In 2019, there were more than 1.4 billion tourists globally, half of which went to Europe.
A couple of surveys in the past few months have pointed to optimism for the future of Egypt’s tourism, Mr Issa said.
More than 74 per cent of industry experts expect to see improved performance in 2023, according to a survey in September from the government’s Information and Decision Support Centre.
Another survey by Egyptian newspaper Al Mal showed an 11 per cent annual improvement in the tourism industry’s business sentiment in December. Six in 10 expect their total revenue to increase in 2023.
“Overall, I can report that the state of the industry is on the right path,” he said.
However, the question remains why Egypt is not attracting the number of tourists that it should.
A study led by Mr El Enany found that 55 per cent of global tourists would be interested in coming to Egypt, showing that “it is not a problem with demand”, Mr Issa said.
One of the issues is not having enough plane seats coming in to the country. There were only 5,000 seats arriving from Russia during the last week of July, compared to 30,000 seats in the last week of December. Accordingly, the number of weekly arrivals from Russia grew by 5.5 times.
Mr Issa said there is also a need to increase budget airline seats, in particular, which only account for one in seven of Egypt’s total.
“Countries with more than 30 million tourists all have a higher percentage of low-cost carriers arriving in their countries to be able to achieve that number,” he said.
A second issue is hotel capacity, with about 210,000 rooms currently available in Egypt.
“We simply haven’t built enough hotel rooms in Egypt over the past few years,” Mr Issa said.
“Countries that serve 30 million to 40 million tourists have about half a million rooms or so, so we need to build 300,000 more rooms.”
The rooms are also not well distributed, with only about 15,000 floating hotel rooms and 7,000 on the ground in the key tourist destinations of Luxor and Aswan.

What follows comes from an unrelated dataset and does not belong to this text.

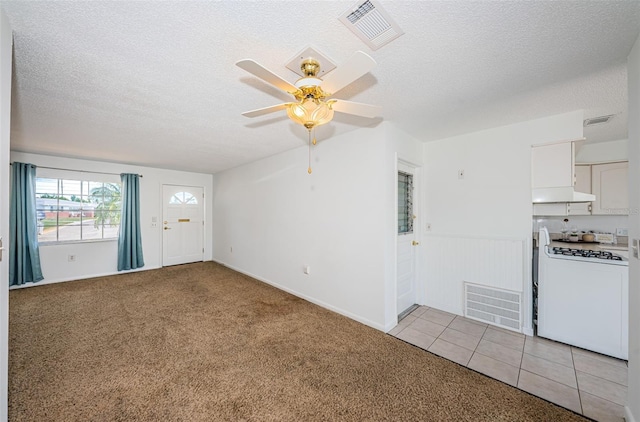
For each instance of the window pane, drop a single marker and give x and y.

The plan is to start with adding 25,000 to 30,000 rooms this year and grow the ministry’s investment in promotion by 50 per cent, Mr Issa said.
In parallel, the ministry will be working with government and private sector partners to improve the overall customer experience at tourist sites and create value propositions for independent travellers.
“The product today is not ready and it is going to take us years to be able to build it,” he said.
As part of the ministry’s digital transformation, 78 nationalities can now receive an electronic visa while 20 will be added in the coming few weeks, Mr Issa said.
About 180 nationalities can receive a visa on arrival, provided they have a visa on their passports for the UK, US, Canada, Japan, New Zealand, or Schengen countries.
In December, 1.7 million e-tickets out of 2 million visitors were issued at the country’s archaeological sites and museums.
The ministry will be measuring its performance in improving the visitor experience over the coming two to three years, he said.
“We are going to ensure that [tourism] in Egypt continues to grow by 25 per cent to 30 per cent per annum over the coming five years until we reach 30 million tourists by 2028, maximum by 2030, God willing.”